Here the steps I've followed and an and an in-depth study I wanted to do that led me to a situation where I may not have understood the theory properly.
Solution 1). From the equation of the family of circles I'have found the espression of the coordinate of the center as function of $k$ with $(k \neq -1)$ $$ C:\left(\frac{1}{1+k},\frac{3k-2}{1+k}\right) $$ To find the value of $k$ as requested by the exercise the follwing equation shall hold $$ \frac{3k-2}{1+k} = -8\frac{1}{1+k} $$ Solving the equation gives the expected result i.e. $k=-2$. So far so good.
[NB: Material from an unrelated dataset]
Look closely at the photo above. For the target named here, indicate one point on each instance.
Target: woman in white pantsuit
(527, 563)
Now the less understood part.
Solution 2). Using the equation of the family of circles and by putting $k=-1$ we can obtain a degenerate circle the belong to the family and that can be used to write the equation of the family of circles too. The equation of the degenerate circle is $$ C_1: -x+5y-5=0 $$ which is a straight line i.e. a circle with infinite radius. As far as I know, nothing should prevent me to write the equation above as $$ C_2: x-5y+5= 0.$$ Now if I write the family of cicles using one of the original circle (specifically $x^2+y^2-6y+8$) and the degenerate one, and apply the steps followed in solution 1, except for the $(k \neq -1)$ condition, I will obtain $$ \begin{split} x^2+y^2-6y+8 + k(-x+5y-5) &= 0 \implies k= -2\\ x^2+y^2-6y+8 + k(x-5y+5) &= 0 \implies k=+2 !!! \end{split} $$ I cannot understand how this is possible. Is it due to the $k \neq-1$ condition no longer being applied? Where is the error?
Thanks
In your final displayed equation $$ x^2 + y^2 - 6y + 8 + k(x - 5y + 5) = 0 $$ it is a "mistake" to reuse the parameter $k$. Let's instead use the parameter $\ell$. So the family becomes $$ D_\ell : x^2 + y^2 - 6y + 8 + \ell(x - 5y + 5) = 0 $$ We also have (in your second to last displayed equation) the family $$ E_k : x^2 + y^2 - 6y + 8 + k(-x+5y-5) = 0 $$ "Clearly" these are the "same" families of circles but with $E_k = D_{-\ell}$. This explains the sign change.